Cadel Evans, sans équipe, a plongé, cela tombe sous le sens, dans le contre-la-montre par équipe. Sastre ne s'est jamais relevé du coup de bordure de la Grande Motte. Imaginez si Armstrong n'avait pas été là pour foutre une peu le bordel, pour plomber l'atmosphère comme lui seul peut le faire, pour allumer Contador de ses remarques assassines. Et pour le trahir en faisant semblant de le servir. Du grand Armstrong.

Il faut une bonne équipe pour gagner le Tour. Alberto Contador, et c'est là toute l'originalité de sa victoire, a gagné ce tour en dépit de son équipe, en dépit des Armstrong, Klöden et Johyan Bruyneel.

On le félicite.

LA MOUTARDE Rappelez-vous cette fin d'étape juste avant les Alpes. Une échappée qui ne sera pas rejointe, dans cette échappée, l'Américain George Hincapie de la Columbia qui est aussi l'équipe de Cavendish. Hincapie a de bonnes chances d'endosser le maillot jaune ce jour-là.

Le peloton est emmené par les Garmin - une autre équipe américaine. Pourquoi roulent-ils comme des malades? Aucune raison sportive. Pure malveillance. Pour empêcher Hincapie de prendre le maillot jaune. Columbia et Garmin sont en chicane depuis le Tour d'Italie.

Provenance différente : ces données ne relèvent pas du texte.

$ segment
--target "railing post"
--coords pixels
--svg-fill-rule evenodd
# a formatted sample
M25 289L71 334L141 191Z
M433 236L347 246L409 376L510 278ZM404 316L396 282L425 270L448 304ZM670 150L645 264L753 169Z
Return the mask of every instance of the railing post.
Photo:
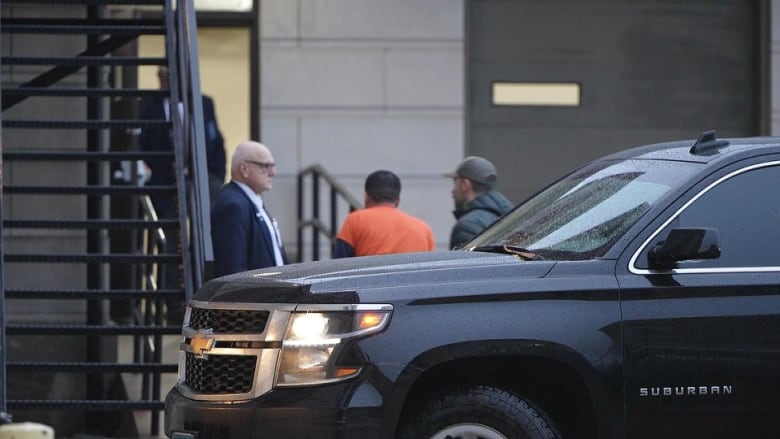
M98 20L103 16L102 6L88 6L87 18ZM94 47L100 42L96 35L87 36L87 46ZM86 71L86 84L89 88L98 89L103 86L103 68L101 66L89 66ZM106 106L103 99L88 100L87 119L105 120ZM106 133L103 130L87 131L87 150L90 152L105 151L107 145ZM108 180L107 167L105 163L90 162L87 164L87 184L90 186L105 185ZM103 197L87 196L87 218L93 220L105 219L109 215L108 203ZM87 231L87 253L93 255L105 254L108 252L107 235L101 230ZM89 263L86 265L87 289L102 290L109 285L108 267L102 263ZM104 301L100 299L87 300L86 323L88 326L99 327L105 324L106 313L104 312ZM90 334L86 337L85 359L89 363L100 363L103 358L103 343L99 335ZM103 376L100 373L90 372L86 374L85 395L89 400L101 400L104 398L105 385ZM100 431L102 420L97 416L86 417L87 429L90 431Z
M211 246L211 217L210 199L208 189L208 172L206 157L206 140L203 122L203 99L200 90L200 71L198 69L198 38L197 16L192 0L179 1L176 4L176 13L179 25L179 45L177 58L179 59L180 72L187 72L189 76L182 75L185 86L182 88L182 100L189 109L187 126L185 127L186 165L190 169L189 179L194 183L190 186L187 202L190 206L190 222L193 231L189 234L188 241L192 265L192 288L186 291L187 301L195 290L205 282L204 272L206 263L214 261ZM189 93L187 93L189 92ZM188 100L189 98L189 100ZM189 105L187 102L189 101ZM182 242L185 242L182 240Z
M312 206L311 217L314 220L320 219L320 175L312 174L311 191L312 191ZM320 231L316 227L311 229L311 255L312 260L320 260Z
M2 98L0 98L2 100ZM3 164L3 144L0 142L0 166ZM0 224L3 219L3 174L0 173ZM3 250L3 234L2 226L0 226L0 425L8 424L11 422L11 416L6 412L5 398L6 398L6 374L5 374L5 359L6 359L6 346L5 346L5 264Z
M304 187L304 185L307 184L306 178L311 178L310 194ZM325 224L320 220L320 214L322 213L320 212L320 179L324 180L324 182L329 185L330 224ZM304 212L306 205L304 203L304 197L309 196L311 196L312 211L310 212L311 219L307 220L305 219L307 218L307 213ZM312 165L298 172L298 262L303 262L304 260L303 239L304 229L306 227L311 227L312 260L319 260L320 257L320 235L325 235L331 244L335 242L339 226L341 225L338 220L339 198L347 203L350 212L361 207L361 203L353 197L344 186L339 184L330 176L330 174L322 169L321 166Z
M336 188L331 185L330 186L330 236L334 238L339 233L339 223L338 223L338 212L336 209L338 208L338 199L336 198L338 192L336 192Z
M298 262L303 262L303 182L305 177L306 174L302 172L298 174L298 198L297 198L298 229L296 230L297 245L298 245Z

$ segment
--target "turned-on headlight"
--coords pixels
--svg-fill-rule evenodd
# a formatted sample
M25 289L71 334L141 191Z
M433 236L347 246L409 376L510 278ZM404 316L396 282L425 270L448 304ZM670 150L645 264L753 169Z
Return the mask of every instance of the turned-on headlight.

De fait, Hincapie ratera le maillot jaune par cinq secondes.

Hier, suite et fin de ce petit roman savon cheap. Le sprinter de la Garmin, Tyler Farrar, répète à qui veut l'entendre depuis trois semaines qu'il va battre Cavendish à Paris.

Sur les Champs-Élysées hier, il y a avait de la moutarde dans le sprint de Cavendish, complètement survolté, il a pulvérisé Farrar. Pour ajouter à l'humuliation des Garmin, le poisson pilote de Cavendish, Mark Renshaw, a aussi largement battu Farrar. Yesss.

POUR FINIR Hâte de voir quel genre d'équipe Armstrong va réunir autour de ses petits amis Leipheimer, Klöden, Chris Horner et autres Popovitch. Souhaitons que la rumeur qui annonce les Schleck à RadioShack soit fausse. Ce serait pourtant bien dans le style d'Armstrong de tenter le coup: if you can't beat them, join them. Et pourquoi pas Wiggins un coup parti?

J'avais mis de côté les prédictions des grands experts avant le départ. Tous ou presque avaient Contador. Une bonne moitié plaçaient Armstrong sur le podium. Peu de Schleck par contre. Du Cadel Evans et du Menchov en masse. Deux seulement gagnent le tiercé dans l'ordre, Eddy Merckx et Marinoni.

Notez que je prends des vacances jusqu'à Nouël. Mais non c'est pas vrai, je m'en vais à Berlin pour un truc, y avez-vous des amis, des parents qui me donneraient cinq minutes pour me parler de leur ville? Je paie la bière.